12. the automatic learning system of virtual assistant according to claim 11, which is characterized in that the scenario analysis module is more To be compared using the corpus data and the function contextual information with the function situational model, and generate a functional situation Identification result, and the corresponding inquiry data behaviour of one of the multiple intention is judged according to the function situation identification result One of work and the executing instruction operations.

13. the automatic learning system of virtual assistant according to claim 12, which is characterized in that the unknown corpus judges mould Block is the multiple to calculate to generate multiple participles more to carry out hyphenation to the corpus data according to the function lexicon model The frequency of participle.

14. the automatic learning system of virtual assistant according to claim 13, which is characterized in that the update information module is more To judge whether the frequency of the calculated the multiple participle of the word segmentation processing is lower than a threshold value；If the multiple participle One of be lower than the threshold value, one of the multiple participle is then the new term, and receives determining for the new term Justice, to update the common lexicon model and the common semanteme model；If the multiple participle is above the threshold value, the language Expect that data are then the new corpus data, and receive the intention of the new corpus data, to update the function situational model.

15. the automatic learning system of virtual assistant according to claim 14, which is characterized in that the update information module is more To judge whether the new corpus data is common corpus, the system regions vocabulary is if it is updated according to the new corpus data Set；And the system regions lexical set is updated according to the new term.

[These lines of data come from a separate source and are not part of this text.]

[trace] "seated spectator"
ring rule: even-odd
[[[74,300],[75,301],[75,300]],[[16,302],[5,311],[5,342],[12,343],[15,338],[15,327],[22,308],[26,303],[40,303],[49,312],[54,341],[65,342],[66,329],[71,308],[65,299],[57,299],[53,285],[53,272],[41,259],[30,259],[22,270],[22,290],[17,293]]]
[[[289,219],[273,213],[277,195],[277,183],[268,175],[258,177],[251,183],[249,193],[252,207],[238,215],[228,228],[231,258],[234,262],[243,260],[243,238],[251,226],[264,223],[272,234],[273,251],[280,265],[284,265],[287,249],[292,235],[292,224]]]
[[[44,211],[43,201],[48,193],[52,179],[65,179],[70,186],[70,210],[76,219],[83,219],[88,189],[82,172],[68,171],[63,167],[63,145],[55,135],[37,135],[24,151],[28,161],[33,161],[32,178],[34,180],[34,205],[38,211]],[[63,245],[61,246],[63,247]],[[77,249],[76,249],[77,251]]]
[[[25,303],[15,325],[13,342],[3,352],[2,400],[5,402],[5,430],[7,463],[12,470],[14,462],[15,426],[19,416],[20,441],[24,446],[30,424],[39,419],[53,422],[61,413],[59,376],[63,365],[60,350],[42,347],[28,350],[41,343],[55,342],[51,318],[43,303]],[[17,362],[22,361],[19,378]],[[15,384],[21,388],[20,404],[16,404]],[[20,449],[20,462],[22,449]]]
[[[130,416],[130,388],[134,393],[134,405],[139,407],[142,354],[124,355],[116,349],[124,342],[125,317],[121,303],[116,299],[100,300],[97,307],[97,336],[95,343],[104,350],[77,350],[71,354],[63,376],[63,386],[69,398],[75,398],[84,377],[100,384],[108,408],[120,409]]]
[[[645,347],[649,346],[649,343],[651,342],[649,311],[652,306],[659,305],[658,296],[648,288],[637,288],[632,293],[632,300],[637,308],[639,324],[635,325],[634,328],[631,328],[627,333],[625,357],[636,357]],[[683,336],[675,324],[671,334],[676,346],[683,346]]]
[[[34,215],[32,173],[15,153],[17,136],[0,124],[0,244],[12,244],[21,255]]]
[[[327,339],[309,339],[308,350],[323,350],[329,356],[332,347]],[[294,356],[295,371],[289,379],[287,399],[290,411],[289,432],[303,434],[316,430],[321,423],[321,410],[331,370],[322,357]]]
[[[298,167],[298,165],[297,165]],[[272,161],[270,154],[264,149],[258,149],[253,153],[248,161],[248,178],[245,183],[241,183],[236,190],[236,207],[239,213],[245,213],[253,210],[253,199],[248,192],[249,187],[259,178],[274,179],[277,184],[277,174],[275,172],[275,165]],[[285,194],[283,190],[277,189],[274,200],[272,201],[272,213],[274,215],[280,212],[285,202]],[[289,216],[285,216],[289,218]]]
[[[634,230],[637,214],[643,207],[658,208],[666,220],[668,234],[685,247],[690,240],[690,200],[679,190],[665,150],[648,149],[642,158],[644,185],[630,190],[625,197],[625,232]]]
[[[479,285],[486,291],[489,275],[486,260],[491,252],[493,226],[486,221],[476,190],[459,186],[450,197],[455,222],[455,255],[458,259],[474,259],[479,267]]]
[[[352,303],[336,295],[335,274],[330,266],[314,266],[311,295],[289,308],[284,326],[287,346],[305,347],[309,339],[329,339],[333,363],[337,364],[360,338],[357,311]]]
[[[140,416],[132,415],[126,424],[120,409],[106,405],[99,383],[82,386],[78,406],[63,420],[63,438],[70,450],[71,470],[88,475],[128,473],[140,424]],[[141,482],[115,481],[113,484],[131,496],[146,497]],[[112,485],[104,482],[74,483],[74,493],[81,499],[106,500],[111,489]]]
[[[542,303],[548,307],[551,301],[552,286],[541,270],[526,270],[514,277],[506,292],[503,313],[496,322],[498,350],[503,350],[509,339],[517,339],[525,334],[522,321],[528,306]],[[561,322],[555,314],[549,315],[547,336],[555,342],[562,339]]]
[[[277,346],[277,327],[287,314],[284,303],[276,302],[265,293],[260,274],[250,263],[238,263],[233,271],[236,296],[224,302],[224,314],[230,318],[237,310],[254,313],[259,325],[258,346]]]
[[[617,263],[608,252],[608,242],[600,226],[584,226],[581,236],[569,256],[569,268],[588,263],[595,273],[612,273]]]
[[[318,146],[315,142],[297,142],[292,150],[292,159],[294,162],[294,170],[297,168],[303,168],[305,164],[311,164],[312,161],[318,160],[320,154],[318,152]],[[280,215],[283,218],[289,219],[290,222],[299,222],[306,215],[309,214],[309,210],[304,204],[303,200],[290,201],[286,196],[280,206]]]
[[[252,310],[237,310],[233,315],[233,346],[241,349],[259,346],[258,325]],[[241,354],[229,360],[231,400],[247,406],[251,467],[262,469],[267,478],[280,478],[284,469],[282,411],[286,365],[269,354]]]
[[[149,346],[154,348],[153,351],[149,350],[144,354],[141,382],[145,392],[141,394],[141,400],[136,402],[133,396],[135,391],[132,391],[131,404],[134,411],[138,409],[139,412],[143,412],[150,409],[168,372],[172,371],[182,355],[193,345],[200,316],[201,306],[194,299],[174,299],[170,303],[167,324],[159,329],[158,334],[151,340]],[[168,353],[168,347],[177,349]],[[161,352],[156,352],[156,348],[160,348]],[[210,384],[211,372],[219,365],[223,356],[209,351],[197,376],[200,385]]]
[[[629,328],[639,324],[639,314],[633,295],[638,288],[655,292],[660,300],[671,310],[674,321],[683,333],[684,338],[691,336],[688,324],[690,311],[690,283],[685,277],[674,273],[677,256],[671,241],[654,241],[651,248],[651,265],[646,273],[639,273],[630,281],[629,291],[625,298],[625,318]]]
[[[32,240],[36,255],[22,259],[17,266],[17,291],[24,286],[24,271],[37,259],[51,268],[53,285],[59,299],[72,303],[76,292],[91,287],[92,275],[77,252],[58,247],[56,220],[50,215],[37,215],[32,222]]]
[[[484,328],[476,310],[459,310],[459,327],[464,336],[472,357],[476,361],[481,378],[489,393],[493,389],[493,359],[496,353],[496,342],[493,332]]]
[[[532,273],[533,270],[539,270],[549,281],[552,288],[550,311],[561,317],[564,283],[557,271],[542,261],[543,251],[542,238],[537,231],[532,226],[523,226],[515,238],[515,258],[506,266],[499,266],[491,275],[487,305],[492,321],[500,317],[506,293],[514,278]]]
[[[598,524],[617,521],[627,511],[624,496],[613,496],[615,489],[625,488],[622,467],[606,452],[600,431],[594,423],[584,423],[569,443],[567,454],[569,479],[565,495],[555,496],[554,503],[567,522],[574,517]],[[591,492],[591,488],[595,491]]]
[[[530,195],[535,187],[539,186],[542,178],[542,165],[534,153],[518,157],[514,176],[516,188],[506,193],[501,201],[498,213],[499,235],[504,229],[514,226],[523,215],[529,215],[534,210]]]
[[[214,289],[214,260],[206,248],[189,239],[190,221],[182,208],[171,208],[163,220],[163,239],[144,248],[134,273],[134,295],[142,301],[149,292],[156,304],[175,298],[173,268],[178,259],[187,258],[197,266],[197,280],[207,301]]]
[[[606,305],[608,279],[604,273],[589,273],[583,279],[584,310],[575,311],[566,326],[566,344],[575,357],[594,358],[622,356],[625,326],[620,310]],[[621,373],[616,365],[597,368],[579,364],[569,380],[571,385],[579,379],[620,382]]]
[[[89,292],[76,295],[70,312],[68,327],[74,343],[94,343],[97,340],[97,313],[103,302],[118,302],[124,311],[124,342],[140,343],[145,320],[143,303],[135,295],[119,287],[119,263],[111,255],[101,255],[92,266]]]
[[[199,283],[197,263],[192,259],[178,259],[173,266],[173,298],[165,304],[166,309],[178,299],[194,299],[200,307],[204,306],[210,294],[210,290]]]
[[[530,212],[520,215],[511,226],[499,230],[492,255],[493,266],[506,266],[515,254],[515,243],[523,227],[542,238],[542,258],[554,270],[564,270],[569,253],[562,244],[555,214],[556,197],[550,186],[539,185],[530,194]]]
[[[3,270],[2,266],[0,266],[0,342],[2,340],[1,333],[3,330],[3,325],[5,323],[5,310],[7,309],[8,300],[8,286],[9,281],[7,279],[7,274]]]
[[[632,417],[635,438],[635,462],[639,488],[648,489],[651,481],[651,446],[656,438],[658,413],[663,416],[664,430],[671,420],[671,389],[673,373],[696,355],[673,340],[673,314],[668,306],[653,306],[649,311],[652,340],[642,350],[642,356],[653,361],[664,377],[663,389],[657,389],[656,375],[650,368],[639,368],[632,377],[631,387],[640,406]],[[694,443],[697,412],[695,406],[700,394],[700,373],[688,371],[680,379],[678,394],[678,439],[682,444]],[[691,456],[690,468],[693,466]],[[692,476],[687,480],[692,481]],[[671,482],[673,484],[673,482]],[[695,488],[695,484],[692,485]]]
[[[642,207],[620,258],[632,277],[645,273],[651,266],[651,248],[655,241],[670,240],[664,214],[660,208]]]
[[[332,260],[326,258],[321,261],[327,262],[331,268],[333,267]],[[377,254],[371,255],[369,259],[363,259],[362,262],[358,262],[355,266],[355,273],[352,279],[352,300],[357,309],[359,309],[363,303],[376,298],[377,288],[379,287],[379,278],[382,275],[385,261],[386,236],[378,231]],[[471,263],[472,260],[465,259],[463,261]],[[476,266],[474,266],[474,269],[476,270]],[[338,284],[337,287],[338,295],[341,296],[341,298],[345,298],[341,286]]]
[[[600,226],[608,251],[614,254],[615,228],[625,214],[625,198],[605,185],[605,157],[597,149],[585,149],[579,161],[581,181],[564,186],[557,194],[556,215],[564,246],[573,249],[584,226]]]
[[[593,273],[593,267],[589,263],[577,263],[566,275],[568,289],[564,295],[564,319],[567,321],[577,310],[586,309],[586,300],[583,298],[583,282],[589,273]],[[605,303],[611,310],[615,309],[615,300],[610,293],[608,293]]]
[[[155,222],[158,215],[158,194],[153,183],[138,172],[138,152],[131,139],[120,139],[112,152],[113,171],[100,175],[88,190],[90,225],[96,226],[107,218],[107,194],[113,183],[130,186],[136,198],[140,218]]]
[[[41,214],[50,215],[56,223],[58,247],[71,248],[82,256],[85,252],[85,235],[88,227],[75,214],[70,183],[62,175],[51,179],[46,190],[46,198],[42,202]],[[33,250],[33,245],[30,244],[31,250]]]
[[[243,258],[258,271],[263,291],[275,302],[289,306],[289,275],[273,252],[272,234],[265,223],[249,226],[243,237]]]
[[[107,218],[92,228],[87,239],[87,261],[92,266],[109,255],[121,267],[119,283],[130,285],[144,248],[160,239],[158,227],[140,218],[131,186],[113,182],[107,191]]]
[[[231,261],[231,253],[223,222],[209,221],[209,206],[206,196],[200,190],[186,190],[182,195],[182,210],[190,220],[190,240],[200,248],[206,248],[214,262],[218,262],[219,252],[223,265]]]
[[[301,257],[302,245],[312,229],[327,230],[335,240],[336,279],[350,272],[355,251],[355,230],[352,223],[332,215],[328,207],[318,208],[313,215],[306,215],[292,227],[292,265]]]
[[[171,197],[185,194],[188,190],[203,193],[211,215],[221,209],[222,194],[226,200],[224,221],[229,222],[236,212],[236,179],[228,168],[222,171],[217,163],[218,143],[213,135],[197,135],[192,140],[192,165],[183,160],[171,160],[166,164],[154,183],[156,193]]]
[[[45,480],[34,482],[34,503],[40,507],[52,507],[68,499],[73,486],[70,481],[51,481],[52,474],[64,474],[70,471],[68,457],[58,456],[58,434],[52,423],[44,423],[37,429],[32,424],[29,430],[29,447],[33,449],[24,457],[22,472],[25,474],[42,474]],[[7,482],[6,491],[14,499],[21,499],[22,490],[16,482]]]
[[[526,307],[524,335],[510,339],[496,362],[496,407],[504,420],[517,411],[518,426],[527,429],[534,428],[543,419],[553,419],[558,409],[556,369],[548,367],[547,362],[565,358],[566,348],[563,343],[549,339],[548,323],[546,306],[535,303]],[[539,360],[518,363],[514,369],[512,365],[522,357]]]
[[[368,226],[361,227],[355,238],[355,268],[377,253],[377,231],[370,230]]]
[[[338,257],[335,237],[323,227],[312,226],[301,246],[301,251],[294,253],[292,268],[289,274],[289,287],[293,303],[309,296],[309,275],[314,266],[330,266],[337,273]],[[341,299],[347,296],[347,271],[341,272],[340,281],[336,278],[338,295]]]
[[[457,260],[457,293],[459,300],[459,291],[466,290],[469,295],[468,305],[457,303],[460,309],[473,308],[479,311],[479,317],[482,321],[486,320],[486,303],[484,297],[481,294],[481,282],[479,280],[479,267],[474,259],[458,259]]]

16. the automatic learning system of virtual assistant according to claim 10, which is characterized in that the Concordance module is more It is whether the multiple in the critical entities set with meeting in the corpus data to be recognized using the common lexicon model Identification result is set as the multiple vocabulary by system regions vocabulary, and analyzes the probability that the multiple vocabulary occurs, according to institute The sentence pattern structure of multiple lexical analysis corpus datas is stated, and occurred using the common semanteme model according to the multiple vocabulary The multiple intention of probability and the sentence pattern Structure Identification of the corpus data corpus data and the multiple intention correspond to Probability.